Plaiska Plaiska - 9 months ago 50
Java Question

Efficient way to find the differences in 2 csv files

I have 2 large ( say 300,000 * 100) rectangular csv files which have same number of corresponding rows and columns. I need to find the differences if any between each corresponding cell in the 2 files.
Program should o/p the row and cell number that are different and the contents that are different.

Since the number of rows/columns is very large , I'm looking for the most efficient way to do this.

Initially I started exploring with awk , and this looked promising , but I haven't worked with awk before and was unsuccessful in extending this to 100 columns instead of 2 as in the example

Next , I tried a sort of brute force approach using Java - Load the files into 2 2-D arrays.
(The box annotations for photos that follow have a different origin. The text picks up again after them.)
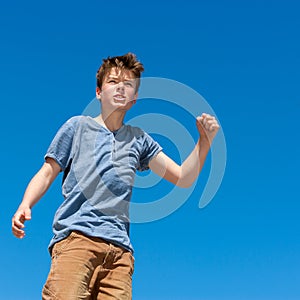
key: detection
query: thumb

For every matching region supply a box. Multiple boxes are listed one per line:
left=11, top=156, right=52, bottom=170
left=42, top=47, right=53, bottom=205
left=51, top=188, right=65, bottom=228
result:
left=24, top=208, right=31, bottom=220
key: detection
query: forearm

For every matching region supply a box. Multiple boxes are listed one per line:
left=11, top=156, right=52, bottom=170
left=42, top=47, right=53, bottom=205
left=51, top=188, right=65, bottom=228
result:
left=20, top=162, right=59, bottom=208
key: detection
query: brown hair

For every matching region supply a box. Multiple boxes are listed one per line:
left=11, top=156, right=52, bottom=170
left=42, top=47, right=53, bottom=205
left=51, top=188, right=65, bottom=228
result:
left=96, top=52, right=144, bottom=90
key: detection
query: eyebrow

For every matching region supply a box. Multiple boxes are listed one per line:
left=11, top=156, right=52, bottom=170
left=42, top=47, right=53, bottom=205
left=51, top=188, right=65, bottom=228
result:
left=107, top=75, right=135, bottom=81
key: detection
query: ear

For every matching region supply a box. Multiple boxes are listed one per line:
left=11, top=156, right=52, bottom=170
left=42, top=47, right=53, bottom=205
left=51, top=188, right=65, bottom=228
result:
left=132, top=92, right=139, bottom=104
left=96, top=87, right=101, bottom=100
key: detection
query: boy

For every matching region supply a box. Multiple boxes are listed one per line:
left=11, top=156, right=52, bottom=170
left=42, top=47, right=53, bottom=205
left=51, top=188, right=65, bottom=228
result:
left=12, top=53, right=219, bottom=300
Initialize 100 threads, each working on a given column , and when a difference is found, each thread puts in the row,cell and diff values into a HashMap (with column number as Key). I did try optimizing it by comparing while reading the second file into the array , but really since I'm visiting each cell, there is no way it can be fast (Took almost 8 hours to complete the comparison)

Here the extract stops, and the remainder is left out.